Use re-usable ramekins. Numerous restaurant chains use plastic ramekins for temporary storage of all sorts of things. My family loves Mexican food and we go through our fair share of ramekins for just hot sauce alone.
Consider installing solar. If you own your own home, don’t plan on moving anytime soon, and have the financial means to make it happen, you might consider installing solar. Most references state the environmental break even is ~ 2 years when compared with fossil fuels. The financial break even is not to far behind as well.
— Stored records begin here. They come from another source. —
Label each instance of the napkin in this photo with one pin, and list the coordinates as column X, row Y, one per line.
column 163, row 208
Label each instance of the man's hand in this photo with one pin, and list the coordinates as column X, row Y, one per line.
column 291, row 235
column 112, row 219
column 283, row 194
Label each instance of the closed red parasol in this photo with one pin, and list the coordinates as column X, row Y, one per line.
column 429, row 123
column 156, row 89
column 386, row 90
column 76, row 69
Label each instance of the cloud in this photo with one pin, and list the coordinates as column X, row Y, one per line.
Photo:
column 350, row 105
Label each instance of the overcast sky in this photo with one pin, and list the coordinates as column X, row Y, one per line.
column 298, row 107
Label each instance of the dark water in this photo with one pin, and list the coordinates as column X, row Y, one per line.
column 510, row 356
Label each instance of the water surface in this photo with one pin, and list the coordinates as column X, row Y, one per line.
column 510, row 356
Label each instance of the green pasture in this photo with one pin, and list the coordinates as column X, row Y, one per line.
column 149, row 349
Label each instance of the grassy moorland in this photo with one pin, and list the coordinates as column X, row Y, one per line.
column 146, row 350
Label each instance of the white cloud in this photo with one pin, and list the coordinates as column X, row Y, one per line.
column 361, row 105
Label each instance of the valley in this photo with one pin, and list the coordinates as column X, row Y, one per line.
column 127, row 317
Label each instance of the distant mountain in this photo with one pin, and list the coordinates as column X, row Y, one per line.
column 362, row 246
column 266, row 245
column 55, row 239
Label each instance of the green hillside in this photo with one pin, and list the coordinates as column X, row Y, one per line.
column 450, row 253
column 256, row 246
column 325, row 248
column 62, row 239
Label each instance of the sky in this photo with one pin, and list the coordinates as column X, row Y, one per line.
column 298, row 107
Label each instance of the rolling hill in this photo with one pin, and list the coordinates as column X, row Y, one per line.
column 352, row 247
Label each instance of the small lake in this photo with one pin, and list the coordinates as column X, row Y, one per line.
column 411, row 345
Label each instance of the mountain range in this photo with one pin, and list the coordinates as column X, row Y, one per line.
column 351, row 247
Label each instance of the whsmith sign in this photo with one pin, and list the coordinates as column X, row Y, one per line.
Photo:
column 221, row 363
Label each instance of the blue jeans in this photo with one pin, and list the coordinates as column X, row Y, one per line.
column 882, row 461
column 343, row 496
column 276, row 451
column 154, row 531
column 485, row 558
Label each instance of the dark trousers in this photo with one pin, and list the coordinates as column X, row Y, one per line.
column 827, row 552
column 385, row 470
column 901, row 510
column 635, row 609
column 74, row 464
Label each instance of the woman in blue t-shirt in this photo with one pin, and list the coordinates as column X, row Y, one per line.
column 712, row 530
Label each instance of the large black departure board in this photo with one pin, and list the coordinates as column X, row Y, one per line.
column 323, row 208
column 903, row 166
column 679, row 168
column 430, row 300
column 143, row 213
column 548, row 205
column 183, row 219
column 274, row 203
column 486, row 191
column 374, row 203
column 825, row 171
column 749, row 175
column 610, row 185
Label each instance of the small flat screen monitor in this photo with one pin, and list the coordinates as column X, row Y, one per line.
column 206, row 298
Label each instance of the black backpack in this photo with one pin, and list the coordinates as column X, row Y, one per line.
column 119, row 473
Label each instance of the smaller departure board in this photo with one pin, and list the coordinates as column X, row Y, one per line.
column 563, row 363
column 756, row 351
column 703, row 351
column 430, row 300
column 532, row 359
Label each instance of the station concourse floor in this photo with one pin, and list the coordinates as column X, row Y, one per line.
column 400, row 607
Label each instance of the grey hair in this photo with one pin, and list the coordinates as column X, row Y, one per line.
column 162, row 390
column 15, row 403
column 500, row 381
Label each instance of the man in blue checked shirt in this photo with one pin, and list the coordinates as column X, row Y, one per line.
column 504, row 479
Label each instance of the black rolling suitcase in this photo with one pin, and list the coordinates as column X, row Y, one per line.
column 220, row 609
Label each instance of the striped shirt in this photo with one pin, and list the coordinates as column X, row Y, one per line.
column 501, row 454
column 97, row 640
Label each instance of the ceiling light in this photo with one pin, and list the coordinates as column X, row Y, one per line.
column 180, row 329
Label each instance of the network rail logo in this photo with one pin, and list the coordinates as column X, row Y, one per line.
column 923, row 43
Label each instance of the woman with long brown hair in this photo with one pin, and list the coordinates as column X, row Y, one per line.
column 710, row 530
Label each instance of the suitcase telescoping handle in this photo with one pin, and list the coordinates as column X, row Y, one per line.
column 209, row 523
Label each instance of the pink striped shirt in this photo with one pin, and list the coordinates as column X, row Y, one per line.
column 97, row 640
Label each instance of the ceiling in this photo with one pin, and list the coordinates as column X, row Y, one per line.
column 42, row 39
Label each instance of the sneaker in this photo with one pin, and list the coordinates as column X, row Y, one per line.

Panels can last over 30 years which is a lot of pollution free energy and financial savings. Of course a lot of these references negate other environmental impacts to produce and dispose of the panels. Either way, it still seems to be a no brainer when it comes to the environment when compared with fossil fuels.
Organize a trash clean-up. It could be just a few friends or a large group. The location is up to you. Maybe the beach, a park, a lake, or your local neighborhood.
Use re-usable water bottles. The world has a big plastic problem. Our family was once a big consumer of 1-time use plastic water bottles. Instead we now have numerous re-usable stainless insulated bottles and we fill them with our new reverse osmosis water filtering system.